As China continues to develop, Beijing will also need to keep in mind that economic and technological change also produce cultural changes, and these are not always for the better. Change is inevitable, but China can take actions to ensure that the important elements of its culture and traditional values are preserved, which will prove to be a key asset binding people together in testing times.
This also means that Beijing needs to chart its own path. Trying to compete with the US at its own game will draw China into a winner-taker-all competition that will complicate and frustrate China’s development.
It will also need to decide if it will allow economic activity to create technology which in turn shapes society and thereby gamble with the social ramifications, or will society decide how technology plays a role in its future? Choosing the latter would be a reversal of the US model.
As the US has shown, technical expertise means little if you can’t capitalize on it for the public good.
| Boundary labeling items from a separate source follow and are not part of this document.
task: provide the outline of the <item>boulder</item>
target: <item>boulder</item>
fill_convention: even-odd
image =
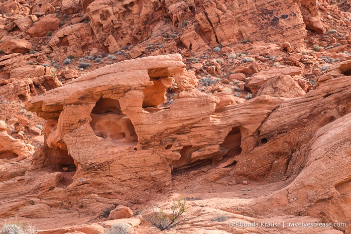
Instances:
[[[0,79],[0,100],[12,101],[20,99],[27,101],[33,90],[33,82],[30,79]]]
[[[48,32],[51,34],[58,28],[60,20],[54,15],[48,15],[36,22],[27,30],[27,33],[33,37],[46,36]]]
[[[267,68],[253,76],[248,83],[247,87],[253,95],[256,95],[262,85],[270,79],[282,75],[299,75],[302,71],[302,69],[300,67],[290,66],[276,66]]]
[[[275,76],[263,84],[257,96],[268,95],[273,97],[291,98],[303,96],[305,91],[298,82],[289,75]]]
[[[63,14],[72,14],[79,11],[76,5],[71,0],[62,0],[61,6],[61,9]]]
[[[26,32],[33,25],[34,22],[37,21],[38,18],[36,16],[32,15],[26,17],[21,17],[14,21],[14,23],[18,27],[22,32]]]
[[[32,49],[32,44],[24,39],[9,39],[0,43],[0,49],[6,54],[26,53]]]
[[[34,70],[32,65],[23,66],[11,70],[10,72],[10,78],[24,78],[32,74]]]
[[[119,219],[120,218],[128,218],[132,217],[133,211],[130,208],[124,205],[120,205],[109,212],[108,219]]]
[[[65,79],[67,79],[75,78],[79,76],[78,71],[73,67],[71,67],[70,68],[65,68],[65,69],[62,70],[60,73],[60,75],[63,76]]]
[[[246,76],[245,74],[239,72],[238,73],[230,74],[229,75],[228,79],[230,81],[232,81],[234,80],[244,81],[246,79]]]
The US has some of the world’s best medical experts and most sophisticated biotech companies, yet Washington can’t bring them together in a large national effort to combat the novel coronavirus. Instead, there are lots of small individual efforts, which means wasted time, hoarded resources and a lack of information sharing. To capitalize on technology you need a society that is not simply driven by a belief in the markets, the right to riches and unfettered individual freedom, even if these beliefs are merely palliatives for the populace.
Contrast the situation in the US with that of the Republic of Korea, where a strong public-private partnership led to the quick manufacture of high-quality tests that helped the country get a handle on the virus.
China’s success when it comes to economic and technological development is not going to be the number of unicorns it has, nor the number of its CEOs invited to major international conferences. Instead, its success will be whether its technology can be marshaled to solve its major problems. That means looking to rethink the priorities of economic growth.
Nor can the drive for private profit get in the way. There are already worrying signs of this in China right now, shown in the poor quality of some of the private-sector exports of personal protection equipment and antibody tests. Not only is this a diplomatic headache for Beijing, it shows that there’s still some ways to go to ensure proper oversight over the private sector.
The pandemic is a reminder that no country, including very successful ones like the US, can rest on their achievements. It is also an opportunity for China to pause and “retreat” from competing with the US. It’s something Chinese officials and business leaders should keep in mind as China continues to establish a moderately well-off society in all aspects and pursue its peaceful rejuvenation.